# Bachmann G guage North Star Express Anniversary edition information?



## x_doug_x (Feb 17, 2011)

i am just curious about this set? i'm begining to think this was a limited edition set. i can't find any information on it on google. sites that had it for sale show up as sold out and there are only a few people i have seen that have it. 

i'm basically just wanting to know how much they are going for used and when they were made? i have a large collection of trains and this one just interests me. 

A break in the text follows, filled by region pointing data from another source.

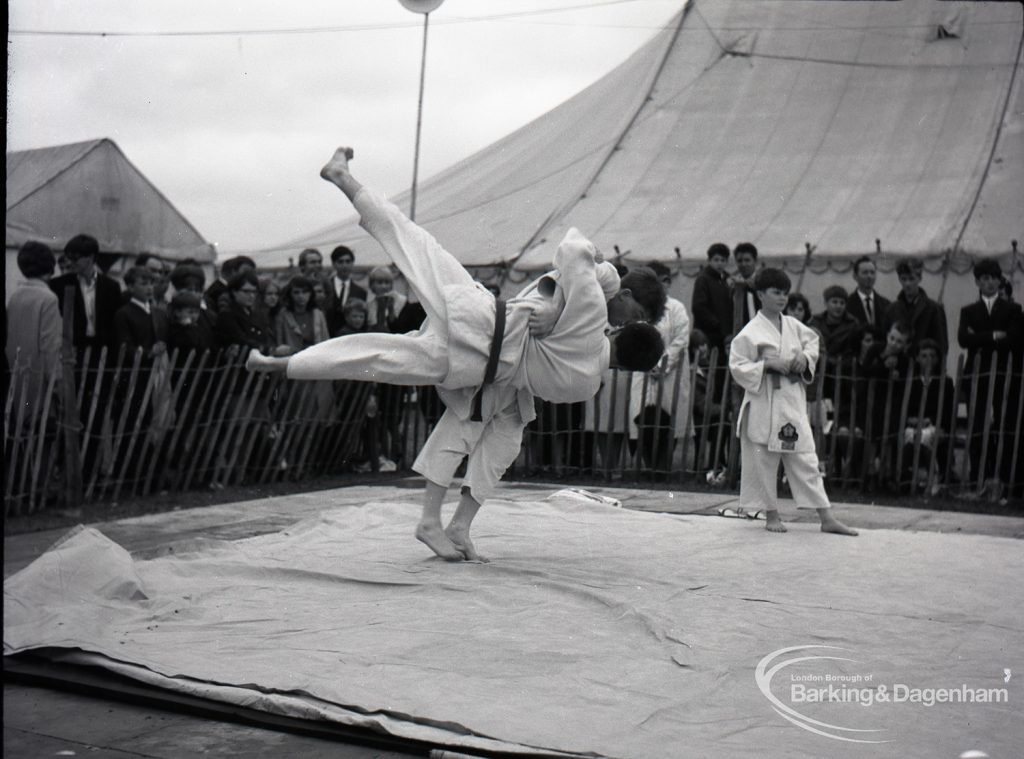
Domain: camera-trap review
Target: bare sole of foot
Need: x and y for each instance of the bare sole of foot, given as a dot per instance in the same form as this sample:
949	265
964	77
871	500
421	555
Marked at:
258	363
435	539
462	542
338	165
837	528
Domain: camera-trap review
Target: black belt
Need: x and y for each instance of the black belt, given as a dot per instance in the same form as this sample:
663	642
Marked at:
496	351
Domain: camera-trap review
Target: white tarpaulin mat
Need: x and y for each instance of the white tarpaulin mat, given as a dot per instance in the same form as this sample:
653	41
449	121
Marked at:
593	631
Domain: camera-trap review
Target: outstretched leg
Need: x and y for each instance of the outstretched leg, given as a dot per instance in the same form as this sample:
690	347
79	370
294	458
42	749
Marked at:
462	522
428	268
429	531
257	362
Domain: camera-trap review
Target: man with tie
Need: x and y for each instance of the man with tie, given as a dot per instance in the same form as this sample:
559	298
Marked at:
97	297
341	289
864	303
989	328
745	302
95	300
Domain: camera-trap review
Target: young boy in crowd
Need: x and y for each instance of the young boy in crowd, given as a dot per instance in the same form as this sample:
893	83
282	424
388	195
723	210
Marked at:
930	411
926	318
772	359
837	327
486	372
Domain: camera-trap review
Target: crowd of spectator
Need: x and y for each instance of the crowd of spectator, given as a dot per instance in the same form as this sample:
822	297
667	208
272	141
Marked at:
878	354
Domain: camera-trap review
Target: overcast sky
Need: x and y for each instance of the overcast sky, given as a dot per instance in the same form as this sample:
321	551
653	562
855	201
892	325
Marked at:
233	127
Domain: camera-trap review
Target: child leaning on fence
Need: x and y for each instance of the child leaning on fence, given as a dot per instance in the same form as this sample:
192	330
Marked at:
772	359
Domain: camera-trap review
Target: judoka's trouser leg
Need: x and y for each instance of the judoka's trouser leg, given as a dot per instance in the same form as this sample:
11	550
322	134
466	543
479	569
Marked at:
426	265
758	478
374	356
492	446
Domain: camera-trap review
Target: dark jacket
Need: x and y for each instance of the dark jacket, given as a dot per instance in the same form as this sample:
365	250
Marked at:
837	339
740	307
976	329
927	319
214	292
880	307
713	306
251	329
197	337
136	329
108	302
333	306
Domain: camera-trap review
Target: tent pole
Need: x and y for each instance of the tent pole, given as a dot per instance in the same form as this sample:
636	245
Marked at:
419	120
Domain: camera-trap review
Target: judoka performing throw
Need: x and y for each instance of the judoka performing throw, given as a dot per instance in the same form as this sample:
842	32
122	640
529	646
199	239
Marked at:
772	357
487	359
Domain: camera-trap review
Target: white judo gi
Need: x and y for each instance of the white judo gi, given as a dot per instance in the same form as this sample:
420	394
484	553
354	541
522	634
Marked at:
452	347
773	422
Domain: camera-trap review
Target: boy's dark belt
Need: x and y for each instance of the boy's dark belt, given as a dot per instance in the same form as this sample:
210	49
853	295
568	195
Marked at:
496	351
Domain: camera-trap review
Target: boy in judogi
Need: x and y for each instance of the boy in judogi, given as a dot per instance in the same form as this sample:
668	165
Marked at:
486	359
772	359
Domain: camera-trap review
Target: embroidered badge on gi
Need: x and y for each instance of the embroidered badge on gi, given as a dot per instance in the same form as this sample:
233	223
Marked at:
788	436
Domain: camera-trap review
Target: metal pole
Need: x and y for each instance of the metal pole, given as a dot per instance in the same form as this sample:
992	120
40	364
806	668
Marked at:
419	119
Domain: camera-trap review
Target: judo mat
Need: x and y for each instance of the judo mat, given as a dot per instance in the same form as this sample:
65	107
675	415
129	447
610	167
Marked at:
594	631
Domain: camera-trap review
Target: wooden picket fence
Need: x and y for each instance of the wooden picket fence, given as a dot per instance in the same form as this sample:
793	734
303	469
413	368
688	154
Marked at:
116	427
132	427
868	437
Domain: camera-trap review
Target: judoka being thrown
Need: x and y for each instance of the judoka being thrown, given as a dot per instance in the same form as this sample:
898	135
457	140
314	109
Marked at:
486	357
771	359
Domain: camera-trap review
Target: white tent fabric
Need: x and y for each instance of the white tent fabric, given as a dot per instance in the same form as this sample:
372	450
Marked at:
830	124
91	187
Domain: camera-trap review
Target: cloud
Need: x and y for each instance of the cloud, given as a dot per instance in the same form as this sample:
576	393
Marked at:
233	129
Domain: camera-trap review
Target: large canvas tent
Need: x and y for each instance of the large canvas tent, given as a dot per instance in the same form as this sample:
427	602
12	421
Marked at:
801	126
91	187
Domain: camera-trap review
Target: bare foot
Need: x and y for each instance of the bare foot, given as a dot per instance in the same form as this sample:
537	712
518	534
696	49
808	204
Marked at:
830	524
436	541
460	539
337	167
773	522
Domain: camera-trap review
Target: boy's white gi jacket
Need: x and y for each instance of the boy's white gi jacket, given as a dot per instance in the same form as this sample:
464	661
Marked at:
774	408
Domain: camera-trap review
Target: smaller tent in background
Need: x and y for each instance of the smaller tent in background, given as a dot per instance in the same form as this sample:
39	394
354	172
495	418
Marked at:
91	187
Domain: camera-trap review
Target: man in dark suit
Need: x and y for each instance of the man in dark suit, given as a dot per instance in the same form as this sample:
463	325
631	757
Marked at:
340	289
97	297
988	328
217	295
864	303
138	326
745	302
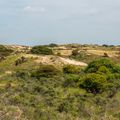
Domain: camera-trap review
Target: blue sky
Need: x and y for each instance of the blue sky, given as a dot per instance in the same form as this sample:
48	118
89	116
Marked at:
32	22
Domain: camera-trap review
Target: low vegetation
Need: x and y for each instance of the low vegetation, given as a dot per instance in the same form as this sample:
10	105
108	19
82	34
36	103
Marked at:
36	91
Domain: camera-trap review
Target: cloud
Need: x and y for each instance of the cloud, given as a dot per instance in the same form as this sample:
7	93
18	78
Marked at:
34	9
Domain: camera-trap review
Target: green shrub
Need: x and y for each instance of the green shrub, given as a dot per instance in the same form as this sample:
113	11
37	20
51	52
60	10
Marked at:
102	65
45	71
71	69
71	80
41	50
75	52
5	51
94	83
53	45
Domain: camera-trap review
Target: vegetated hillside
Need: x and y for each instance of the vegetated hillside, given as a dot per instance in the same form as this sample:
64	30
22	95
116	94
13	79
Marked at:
54	82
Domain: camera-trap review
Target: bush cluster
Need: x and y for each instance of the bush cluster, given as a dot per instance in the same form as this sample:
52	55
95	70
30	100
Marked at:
41	50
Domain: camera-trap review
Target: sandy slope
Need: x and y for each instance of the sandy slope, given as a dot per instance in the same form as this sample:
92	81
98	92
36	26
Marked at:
50	59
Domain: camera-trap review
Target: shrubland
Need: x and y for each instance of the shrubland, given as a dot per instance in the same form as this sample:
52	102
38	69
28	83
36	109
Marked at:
31	91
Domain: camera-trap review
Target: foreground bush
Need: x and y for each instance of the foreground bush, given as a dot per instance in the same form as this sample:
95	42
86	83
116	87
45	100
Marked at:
71	69
93	83
41	50
5	51
45	71
102	65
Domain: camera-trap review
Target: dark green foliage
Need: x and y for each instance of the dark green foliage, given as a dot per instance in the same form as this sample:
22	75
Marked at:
71	80
93	83
53	45
45	71
75	52
102	65
41	50
71	69
5	51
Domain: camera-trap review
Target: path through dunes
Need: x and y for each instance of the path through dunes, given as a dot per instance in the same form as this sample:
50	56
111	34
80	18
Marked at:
50	59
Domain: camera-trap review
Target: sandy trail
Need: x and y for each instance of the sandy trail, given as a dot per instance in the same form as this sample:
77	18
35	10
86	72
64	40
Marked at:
50	59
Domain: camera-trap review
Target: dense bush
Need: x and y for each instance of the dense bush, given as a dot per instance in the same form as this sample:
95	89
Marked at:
5	51
45	71
102	65
41	50
93	83
53	45
71	69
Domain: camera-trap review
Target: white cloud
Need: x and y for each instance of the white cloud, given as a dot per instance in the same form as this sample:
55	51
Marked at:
34	9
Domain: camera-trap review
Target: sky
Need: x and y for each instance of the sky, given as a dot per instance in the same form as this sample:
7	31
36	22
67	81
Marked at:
32	22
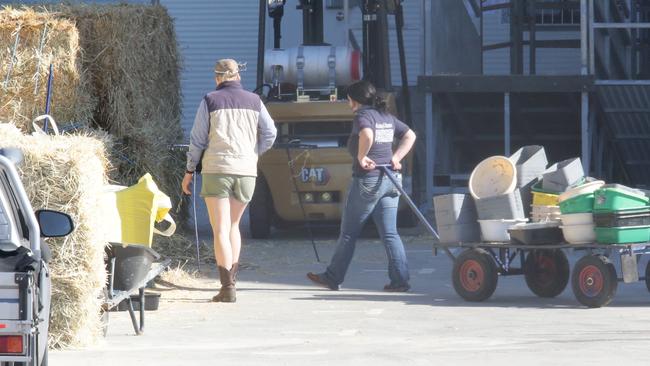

this is not my site, nor is this my train or my pictures but this is the same set i have and pretty much the only pictures i've seen of the whole set on google
http://www.thortrains.net/shows/Ocean05c.html


----------



## Mike Reilley (Jan 2, 2008)

Hardly a limited edition set....this was Bachmann's Christmas set about five years ago. It was the first one to come with an Annie as the 10 wheeler engine...a definite drawing card for me. This is definitely the best Christmas set they've made. As I recall, it was also the last one they sold with the 10 wheeler engine. I think the follow-on Christmas sets have had their little industrial mogul as the engine. I bought my set at Sam's Club...and the store I got it in had hundreds of the sets for sale. I bought one for me and one for Chris Walas. As I recall, the sets cost about $125 each.


----------



## x_doug_x (Feb 17, 2011)

It's a very nice/detailed set. i like it a lot. thanks for the info. 

i've also got a Aristocraft jack daniels set i like as well.


----------



## markoles (Jan 2, 2008)

I got one for my brother in law, too. Nice running engine. Almost wish I had bought one for myself, but that was the year I got an aristo mikado for $250.


----------